Shrinking the RBI’s forward book will require the central
bank to either buy dollars in the forward market or let its
outstanding contracts mature. Letting positions mature is
equivalent to an outright dollar purchase.

The dollar inflows could be used to run down forward book
maturities of up to ‌one year, which stood at $44.6 billion as of
April 2026, Gupta said.

INTEREST PAYMENTS

The hedging of ​interest obligations on foreign currency
deposits is expected to further cap the rupee’s upside.
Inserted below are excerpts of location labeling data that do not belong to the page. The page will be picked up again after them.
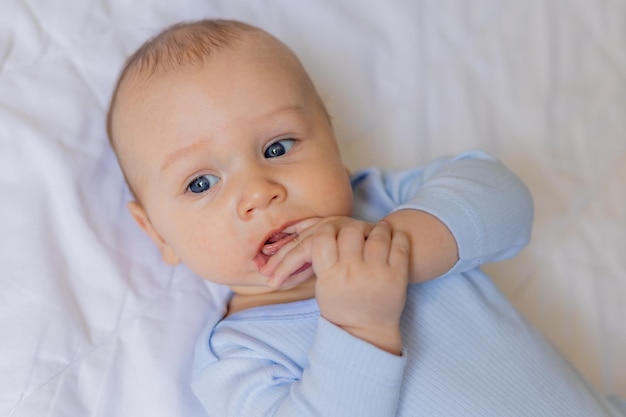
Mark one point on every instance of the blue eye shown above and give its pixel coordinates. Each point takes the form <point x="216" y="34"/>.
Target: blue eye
<point x="202" y="183"/>
<point x="279" y="148"/>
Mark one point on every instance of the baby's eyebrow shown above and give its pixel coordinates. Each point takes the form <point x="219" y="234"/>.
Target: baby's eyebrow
<point x="182" y="153"/>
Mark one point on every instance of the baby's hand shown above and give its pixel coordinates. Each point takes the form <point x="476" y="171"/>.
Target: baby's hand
<point x="293" y="255"/>
<point x="362" y="281"/>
Assuming deposit inflows of around $50 billion, broadly
consistent with estimates ⁠from bankers, and applying a 6% annual
interest rate over an average maturity of ⁠four years, banks
would need to hedge nearly $12 billion via forward dollar
purchases, with implications for both spot and forward premiums.

The associated hedging ‌demand is expected to steepen the
forward curve with banks seeking to hedge longer-term interest
payments, while the shorter tenure remains relatively anchored
amid ample liquidity, ​said Sameer Karyatt, executive director
and head of trading at DBS Bank India.